Von Mathias Ziegler und Gerald Schmickl

Reflexionen

Der Kabarettist Michael Niavarani über Unterschiede und Gemeinsamkeiten von Österreichern und Persern


Wiener Zeitung: Herr Niavarani, Sie haben heute keinen Riss in der Hose - so wie bei der Premiere von "Zwei Musterknaben" und offenbar auch bei Ihrem Auftritt kürzlich in "Treffpunkt Kultur" im ORF. . . Michael Niavarani: So? Ich werde mir selbstverständlich die Aufzeichnung vom ORF schicken lassen. Und sollte wirklich ein Riss in der Hose gewesen sein, wird es diesmal Konsequenzen haben. . .

Dann treten Sie nächstes Mal mit Rock statt Hose auf?

Ja, und mit Strapsen.

"Salami Aleikum" ist ein sehr bunter Film geworden. Inwieweit trägt er Ihre Handschrift?

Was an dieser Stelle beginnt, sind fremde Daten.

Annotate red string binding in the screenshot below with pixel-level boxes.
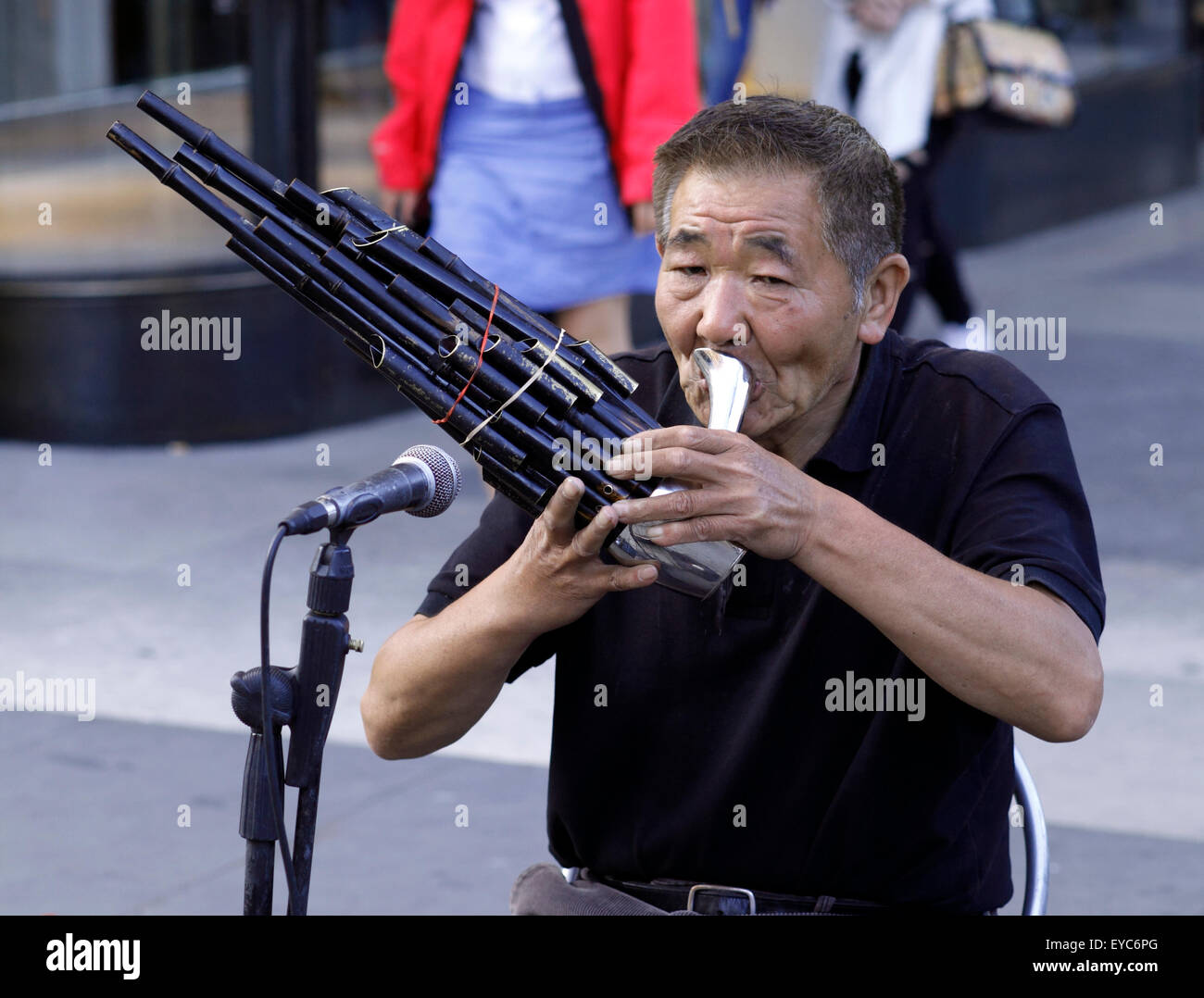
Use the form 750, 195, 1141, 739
433, 284, 502, 426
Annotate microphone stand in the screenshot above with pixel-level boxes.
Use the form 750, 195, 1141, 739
230, 526, 364, 915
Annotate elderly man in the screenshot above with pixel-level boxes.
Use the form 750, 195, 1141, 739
361, 96, 1104, 913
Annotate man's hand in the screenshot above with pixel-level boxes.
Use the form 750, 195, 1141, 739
505, 478, 657, 634
607, 426, 819, 558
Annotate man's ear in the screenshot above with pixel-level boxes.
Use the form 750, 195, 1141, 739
858, 253, 911, 343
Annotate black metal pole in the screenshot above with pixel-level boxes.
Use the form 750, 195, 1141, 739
250, 0, 321, 184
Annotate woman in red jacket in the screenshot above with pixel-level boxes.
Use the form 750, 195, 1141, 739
372, 0, 698, 353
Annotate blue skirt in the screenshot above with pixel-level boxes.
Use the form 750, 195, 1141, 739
431, 89, 659, 313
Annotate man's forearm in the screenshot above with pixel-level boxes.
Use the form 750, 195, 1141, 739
792, 482, 1103, 742
360, 565, 537, 758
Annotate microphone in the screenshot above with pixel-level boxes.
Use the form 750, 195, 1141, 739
281, 444, 462, 536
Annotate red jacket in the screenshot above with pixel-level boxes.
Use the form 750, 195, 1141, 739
372, 0, 699, 205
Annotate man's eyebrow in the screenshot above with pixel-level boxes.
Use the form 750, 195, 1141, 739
744, 235, 795, 268
665, 229, 710, 249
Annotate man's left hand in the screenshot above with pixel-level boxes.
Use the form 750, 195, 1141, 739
607, 426, 820, 558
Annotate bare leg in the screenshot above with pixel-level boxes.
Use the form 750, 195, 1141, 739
553, 295, 631, 354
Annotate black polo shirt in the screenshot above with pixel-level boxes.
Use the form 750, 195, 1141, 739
419, 331, 1104, 911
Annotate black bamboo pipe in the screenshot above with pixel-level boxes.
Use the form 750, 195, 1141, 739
132, 91, 634, 406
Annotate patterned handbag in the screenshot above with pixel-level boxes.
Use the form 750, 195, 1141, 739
932, 20, 1078, 128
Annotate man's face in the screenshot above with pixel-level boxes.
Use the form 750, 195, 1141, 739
657, 169, 859, 449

Er trägt meine Handschrift in jenen Szenen, in denen ich mitgespielt habe, weil Regisseur Ali Samadi Ahadi und ich die Szenen, in denen der Vater Taheri vorkommt, gemeinsam erarbeitet haben, natürlich auf der Basis dessen, was im Drehbuch steht.

Wie zufrieden waren Sie mit dem Endergebnis?

Sehr. Das ist das erste Mal, dass ich einen Film, in dem ich mitgespielt habe, beim ersten Ansehen nicht entsetzlich gefunden habe, sondern positiv überrascht war.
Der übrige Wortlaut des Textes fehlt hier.